Sen. Byrd’s Racist ‘Skeletons’

As I noted in Carnacki’s diary, I can’t stand Robert Byrd.  And it drives me nuts that so many progressives, especially young ones, seem to idolise him.  Yup, he was solidly against the Iraq war, for whatever that’s worth.  So were Pat Buchanan and Robert Novak–are they progressive heroes too?

See below the fold for the skinny on this despicable man.
The following is excerpted from a 2002 WaPo column by Colbert I. King, who doesn’t pull punches on Democrats to be sure, but who is also no Republican.  All emphases mine.

On the business about Byrd’s brief Klan membership, Mr. Jackson again quoted the story: “The fact is that he was a Kleagle, or organizer, for the Klan during World War II and wrote as late as 1946 to Dr. Samuel Green of Atlanta, Imperial Grand Wizard of the Klan, recommending a friend as a Kleagle and urging promotion of the Klan throughout the nation.”

Mr. Jackson said the story also reported that in 1946, Byrd wrote to Imperial Wizard Green: “The Klan is needed today as never before and I am anxious to see its rebirth here in West Virginia.”
[…]
Byrd knew what he was doing, said Mr. Jackson. In 1945, a year earlier, Byrd wrote to Mississippi’s virulent segregationist Sen. Theodore Bilbo that he would never serve in an integrated Army. “Rather I should die a thousand times, and see Old Glory trampled in the dirt never to rise again, than to see this beloved land of ours become degraded by race mongrels, a throwback to the blackest specimen from the wilds,” Byrd wrote. Confronted with the letter in 1999, Byrd said he didn’t recall writing it, but he said, “I will not dispute the quote, though I consider it deplorable.”

Mr. Jackson, ever the historian, said that in 1946, the same year Kleagle Robert Byrd was writing to his imperial wizard, six blacks were lynched in America, including two black couples at the Moore’s Ford Bridge near Monroe, Ga., and a young black man who was burned alive with a blowtorch by a Louisiana mob. And a black Army veteran also had his eyes gouged out with the butt of a billy club by South Carolina police.

The resurgence of lynchings and violence against blacks in the South got so bad in ’46 that President Truman was spurred to order a special federal investigation. That same year, Byrd was elected to the West Virginia legislature. Four years later, he went to Congress, where he’s been ever since.

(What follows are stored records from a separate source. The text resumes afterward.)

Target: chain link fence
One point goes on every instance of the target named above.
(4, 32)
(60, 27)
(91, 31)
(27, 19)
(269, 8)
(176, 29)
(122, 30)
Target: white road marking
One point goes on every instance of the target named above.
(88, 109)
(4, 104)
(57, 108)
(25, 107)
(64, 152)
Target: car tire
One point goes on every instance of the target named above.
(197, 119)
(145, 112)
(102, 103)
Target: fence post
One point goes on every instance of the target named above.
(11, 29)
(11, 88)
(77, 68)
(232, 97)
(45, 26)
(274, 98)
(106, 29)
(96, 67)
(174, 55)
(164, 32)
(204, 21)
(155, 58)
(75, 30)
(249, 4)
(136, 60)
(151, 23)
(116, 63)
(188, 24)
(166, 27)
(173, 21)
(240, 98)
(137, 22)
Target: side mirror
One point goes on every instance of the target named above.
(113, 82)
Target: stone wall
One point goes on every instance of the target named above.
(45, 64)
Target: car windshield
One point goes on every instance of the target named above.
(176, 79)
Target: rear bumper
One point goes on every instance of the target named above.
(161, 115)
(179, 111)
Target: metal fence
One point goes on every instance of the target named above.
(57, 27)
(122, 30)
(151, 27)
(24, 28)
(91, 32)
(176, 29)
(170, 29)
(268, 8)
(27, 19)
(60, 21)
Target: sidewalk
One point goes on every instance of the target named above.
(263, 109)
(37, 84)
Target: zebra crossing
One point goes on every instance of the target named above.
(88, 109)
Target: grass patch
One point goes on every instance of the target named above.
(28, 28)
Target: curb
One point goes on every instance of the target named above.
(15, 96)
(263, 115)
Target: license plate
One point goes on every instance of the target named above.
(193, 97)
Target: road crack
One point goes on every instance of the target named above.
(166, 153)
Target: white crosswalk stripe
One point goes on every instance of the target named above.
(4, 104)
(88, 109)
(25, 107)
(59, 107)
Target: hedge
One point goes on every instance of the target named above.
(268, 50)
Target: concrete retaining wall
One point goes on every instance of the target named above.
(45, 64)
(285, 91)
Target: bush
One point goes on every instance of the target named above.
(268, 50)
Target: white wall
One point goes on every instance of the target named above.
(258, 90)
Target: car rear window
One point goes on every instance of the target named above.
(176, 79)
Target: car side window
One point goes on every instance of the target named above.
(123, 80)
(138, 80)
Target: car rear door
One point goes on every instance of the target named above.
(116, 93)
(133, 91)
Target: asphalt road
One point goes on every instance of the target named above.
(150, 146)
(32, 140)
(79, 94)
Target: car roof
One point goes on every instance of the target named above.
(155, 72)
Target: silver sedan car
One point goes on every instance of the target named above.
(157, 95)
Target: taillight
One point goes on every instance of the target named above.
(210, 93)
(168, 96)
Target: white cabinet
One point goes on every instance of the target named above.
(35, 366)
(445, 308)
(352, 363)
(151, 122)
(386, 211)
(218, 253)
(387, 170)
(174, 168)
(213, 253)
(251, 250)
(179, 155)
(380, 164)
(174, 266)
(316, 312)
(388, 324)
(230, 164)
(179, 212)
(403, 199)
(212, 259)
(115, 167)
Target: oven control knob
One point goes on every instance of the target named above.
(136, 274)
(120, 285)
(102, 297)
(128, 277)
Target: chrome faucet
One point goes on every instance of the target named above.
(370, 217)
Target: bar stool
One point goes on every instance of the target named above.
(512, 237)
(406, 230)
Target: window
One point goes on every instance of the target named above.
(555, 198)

Wikipedia also talks about the Klan membership and the letter to Bilbo, and then adds more to the already damning evidence:

In 1964 he opposed the Civil Rights Act by setting the Senate record for filibuster, stalling it for 14 straight hours. He was against U.S. President Harry S. Truman’s integration of the military. He opposed the nomination of Thurgood Marshall to the United States Supreme Court in 1967-he wrote to FBI director J. Edgar Hoover, asking if there was information about Marshall’s ties to Communists. Byrd led the segregationist members of the Senate in opposition to Marshall’s nomination.
[…]
In 1968, Senator Byrd said: “Martin Luther King fled the scene. He took to his heels and disappeared, leaving it to others to cope with the destructive forces he had helped to unleash. And I hope that well-meaning negro leaders and individuals in the negro community in Washington will now take a new look at this man who gets other people into trouble and then takes off like a scared rabbit.”

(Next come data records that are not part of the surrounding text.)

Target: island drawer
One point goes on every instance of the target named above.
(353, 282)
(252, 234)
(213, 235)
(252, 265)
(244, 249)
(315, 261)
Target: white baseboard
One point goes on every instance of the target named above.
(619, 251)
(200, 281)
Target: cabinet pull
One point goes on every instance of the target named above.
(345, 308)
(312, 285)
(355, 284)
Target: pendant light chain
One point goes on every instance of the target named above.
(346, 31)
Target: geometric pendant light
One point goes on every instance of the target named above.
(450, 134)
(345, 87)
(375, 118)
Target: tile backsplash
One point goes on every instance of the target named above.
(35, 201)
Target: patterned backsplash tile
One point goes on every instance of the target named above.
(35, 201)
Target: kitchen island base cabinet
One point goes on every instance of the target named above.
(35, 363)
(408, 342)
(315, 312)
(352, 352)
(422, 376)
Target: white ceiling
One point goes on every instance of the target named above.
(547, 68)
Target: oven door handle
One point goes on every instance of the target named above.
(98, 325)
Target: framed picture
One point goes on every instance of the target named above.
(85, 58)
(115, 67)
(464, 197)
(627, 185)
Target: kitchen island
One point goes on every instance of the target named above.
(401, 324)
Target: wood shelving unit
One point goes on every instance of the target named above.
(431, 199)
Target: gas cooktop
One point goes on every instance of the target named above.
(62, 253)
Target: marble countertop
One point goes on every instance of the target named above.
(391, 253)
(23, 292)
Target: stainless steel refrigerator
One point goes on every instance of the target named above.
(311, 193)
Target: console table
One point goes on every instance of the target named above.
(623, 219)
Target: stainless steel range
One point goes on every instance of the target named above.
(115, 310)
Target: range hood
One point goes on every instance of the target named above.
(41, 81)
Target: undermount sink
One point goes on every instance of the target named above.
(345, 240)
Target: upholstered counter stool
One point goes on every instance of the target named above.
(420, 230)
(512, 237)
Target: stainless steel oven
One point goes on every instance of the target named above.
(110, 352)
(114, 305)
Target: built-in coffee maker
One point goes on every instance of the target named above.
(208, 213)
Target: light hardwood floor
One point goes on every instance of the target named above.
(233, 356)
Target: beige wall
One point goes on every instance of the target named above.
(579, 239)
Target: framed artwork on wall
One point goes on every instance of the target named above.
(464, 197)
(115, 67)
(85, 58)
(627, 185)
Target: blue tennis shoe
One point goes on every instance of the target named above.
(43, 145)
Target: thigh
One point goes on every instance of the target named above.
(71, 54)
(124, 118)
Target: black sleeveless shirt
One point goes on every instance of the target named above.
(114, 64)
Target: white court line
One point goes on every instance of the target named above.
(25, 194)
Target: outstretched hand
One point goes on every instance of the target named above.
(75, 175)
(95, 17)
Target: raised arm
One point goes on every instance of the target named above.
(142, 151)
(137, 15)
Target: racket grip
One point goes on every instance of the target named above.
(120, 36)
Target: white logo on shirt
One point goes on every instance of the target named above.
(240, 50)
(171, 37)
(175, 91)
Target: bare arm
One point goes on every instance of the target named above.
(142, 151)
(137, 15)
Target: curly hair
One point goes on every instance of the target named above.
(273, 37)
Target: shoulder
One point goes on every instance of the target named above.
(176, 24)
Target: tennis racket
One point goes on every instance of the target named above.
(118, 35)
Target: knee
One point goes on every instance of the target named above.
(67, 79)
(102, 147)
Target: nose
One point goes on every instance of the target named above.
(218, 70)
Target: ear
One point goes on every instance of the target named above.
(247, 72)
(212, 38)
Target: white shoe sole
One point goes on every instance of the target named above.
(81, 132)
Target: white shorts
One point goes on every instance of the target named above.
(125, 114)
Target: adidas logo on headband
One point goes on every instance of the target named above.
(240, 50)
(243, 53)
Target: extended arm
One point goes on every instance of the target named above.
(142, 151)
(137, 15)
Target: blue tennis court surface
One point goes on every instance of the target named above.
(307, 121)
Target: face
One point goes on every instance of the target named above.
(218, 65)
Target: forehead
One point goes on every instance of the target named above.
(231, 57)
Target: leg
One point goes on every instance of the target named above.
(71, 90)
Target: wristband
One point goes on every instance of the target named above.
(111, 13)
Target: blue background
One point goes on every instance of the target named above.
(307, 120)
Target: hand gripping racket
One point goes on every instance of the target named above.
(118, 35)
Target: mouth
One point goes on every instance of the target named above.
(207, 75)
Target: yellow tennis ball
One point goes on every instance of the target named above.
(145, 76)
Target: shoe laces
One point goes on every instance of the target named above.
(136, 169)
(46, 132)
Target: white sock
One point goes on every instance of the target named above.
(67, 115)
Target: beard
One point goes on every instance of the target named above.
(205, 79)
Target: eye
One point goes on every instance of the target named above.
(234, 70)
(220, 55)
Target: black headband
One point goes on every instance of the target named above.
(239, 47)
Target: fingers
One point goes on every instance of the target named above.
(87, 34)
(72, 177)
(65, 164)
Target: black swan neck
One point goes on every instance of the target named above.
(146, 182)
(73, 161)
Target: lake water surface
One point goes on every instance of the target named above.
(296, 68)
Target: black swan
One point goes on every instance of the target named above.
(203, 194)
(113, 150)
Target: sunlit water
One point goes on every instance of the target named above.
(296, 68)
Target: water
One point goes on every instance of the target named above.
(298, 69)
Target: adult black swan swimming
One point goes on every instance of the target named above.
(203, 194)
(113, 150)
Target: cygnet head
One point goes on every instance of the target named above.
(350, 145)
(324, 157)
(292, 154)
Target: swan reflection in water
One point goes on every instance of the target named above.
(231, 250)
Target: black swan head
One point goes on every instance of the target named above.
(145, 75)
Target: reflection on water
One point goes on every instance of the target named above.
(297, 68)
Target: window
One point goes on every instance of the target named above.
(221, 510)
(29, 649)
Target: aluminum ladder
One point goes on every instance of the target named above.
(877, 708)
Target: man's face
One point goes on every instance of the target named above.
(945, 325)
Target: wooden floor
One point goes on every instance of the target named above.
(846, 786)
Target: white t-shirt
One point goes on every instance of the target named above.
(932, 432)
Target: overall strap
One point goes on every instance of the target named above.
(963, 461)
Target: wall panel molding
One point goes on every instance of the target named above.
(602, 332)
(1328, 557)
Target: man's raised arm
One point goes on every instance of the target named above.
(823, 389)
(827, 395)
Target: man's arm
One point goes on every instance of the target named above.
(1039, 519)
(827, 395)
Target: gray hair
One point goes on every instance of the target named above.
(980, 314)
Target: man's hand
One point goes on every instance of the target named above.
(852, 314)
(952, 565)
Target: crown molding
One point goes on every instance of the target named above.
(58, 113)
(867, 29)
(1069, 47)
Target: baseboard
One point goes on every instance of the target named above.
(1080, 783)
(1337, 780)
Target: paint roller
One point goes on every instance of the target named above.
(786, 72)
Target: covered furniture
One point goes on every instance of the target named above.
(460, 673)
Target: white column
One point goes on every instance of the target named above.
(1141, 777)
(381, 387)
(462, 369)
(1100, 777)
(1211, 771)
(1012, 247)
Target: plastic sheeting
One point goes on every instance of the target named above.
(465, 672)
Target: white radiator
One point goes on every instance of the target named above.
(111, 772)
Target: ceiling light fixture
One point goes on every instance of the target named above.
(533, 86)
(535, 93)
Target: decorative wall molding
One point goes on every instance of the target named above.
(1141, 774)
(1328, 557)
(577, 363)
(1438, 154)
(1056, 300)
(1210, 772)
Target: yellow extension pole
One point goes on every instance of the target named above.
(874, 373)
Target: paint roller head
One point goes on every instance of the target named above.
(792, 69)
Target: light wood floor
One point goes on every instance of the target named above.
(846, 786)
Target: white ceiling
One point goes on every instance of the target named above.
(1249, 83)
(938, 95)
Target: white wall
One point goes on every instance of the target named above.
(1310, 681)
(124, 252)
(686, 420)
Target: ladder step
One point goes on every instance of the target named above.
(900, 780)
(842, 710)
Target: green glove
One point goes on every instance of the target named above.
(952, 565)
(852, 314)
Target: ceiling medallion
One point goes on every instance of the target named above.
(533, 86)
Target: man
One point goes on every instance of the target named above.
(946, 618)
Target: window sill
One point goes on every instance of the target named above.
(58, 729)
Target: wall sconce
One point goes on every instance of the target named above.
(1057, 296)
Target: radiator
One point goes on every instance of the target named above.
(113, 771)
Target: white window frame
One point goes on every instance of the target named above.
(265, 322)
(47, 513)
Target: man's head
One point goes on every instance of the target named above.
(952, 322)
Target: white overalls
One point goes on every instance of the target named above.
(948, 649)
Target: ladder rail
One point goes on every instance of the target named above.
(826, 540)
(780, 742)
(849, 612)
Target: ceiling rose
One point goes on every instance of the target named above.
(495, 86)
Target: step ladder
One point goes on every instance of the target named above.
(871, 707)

I don’t care if Sen. Byrd “has changed” (though I am extremely sceptical that he has fundamentally changed, deep down).  I’m not saying he should be killed, or jailed; but what he has done is certainly enough to disqualify him from being an elected representative in good standing of the modern Democratic Party, much less a progressive hero!  And the “dirt” is not all from decades ago.  Just last year, he was one of only two Democratic senators (three, if you count Zell Miller, which I don’t) to vote for the anti-gay marriage amendment.  Wake up, people–this guy is a bigtime loser!  

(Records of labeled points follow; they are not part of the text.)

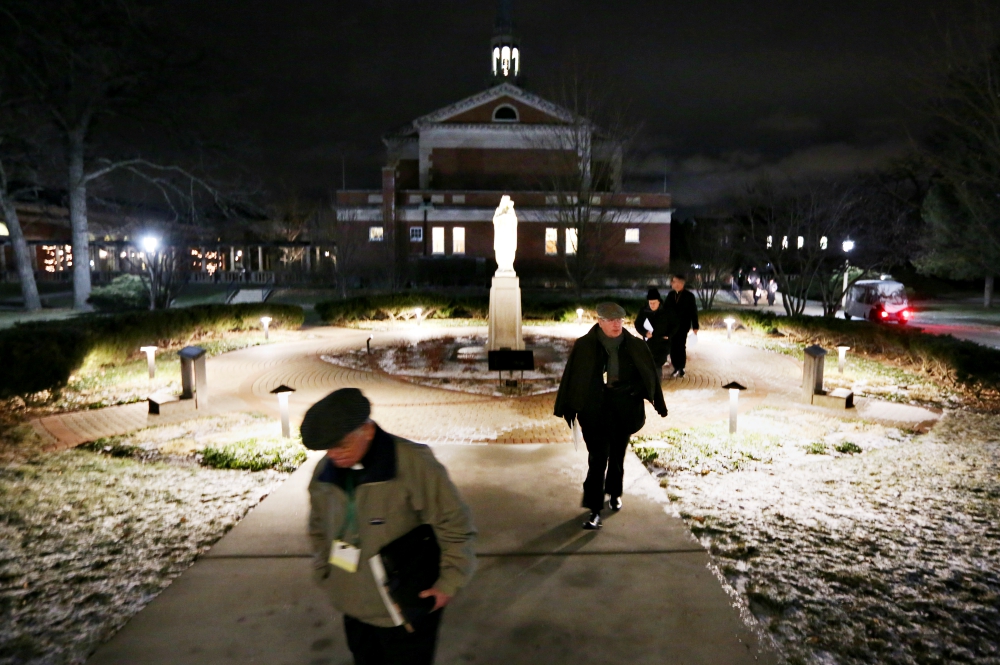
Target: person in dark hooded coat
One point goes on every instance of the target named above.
(653, 324)
(608, 376)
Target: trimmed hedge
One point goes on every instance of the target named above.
(943, 356)
(43, 355)
(400, 307)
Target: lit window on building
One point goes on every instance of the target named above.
(571, 240)
(551, 242)
(437, 240)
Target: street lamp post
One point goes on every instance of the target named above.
(734, 400)
(283, 392)
(842, 357)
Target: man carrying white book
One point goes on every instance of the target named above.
(370, 492)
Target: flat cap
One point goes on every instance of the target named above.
(610, 310)
(333, 417)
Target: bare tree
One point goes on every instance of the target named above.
(88, 65)
(962, 212)
(589, 149)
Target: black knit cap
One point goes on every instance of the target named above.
(333, 417)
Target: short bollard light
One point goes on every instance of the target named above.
(842, 357)
(283, 392)
(734, 400)
(150, 352)
(729, 321)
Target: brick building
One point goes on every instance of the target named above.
(446, 171)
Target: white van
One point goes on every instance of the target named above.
(881, 300)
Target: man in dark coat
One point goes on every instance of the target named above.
(653, 325)
(608, 375)
(682, 311)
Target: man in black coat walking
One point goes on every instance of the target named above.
(653, 325)
(682, 311)
(607, 377)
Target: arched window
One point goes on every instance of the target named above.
(505, 113)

And it’s not just ethics that should cause us to wash our hands of him.  As long as he is in the party, the GOP cannot be exposed as the inheritor (after 1968) of the Southern white racist voting bloc, without guys like Sean Hannity being able to blunt the attack by pointing to Byrd.  This makes him a political liability, even if you don’t share my enmity for him.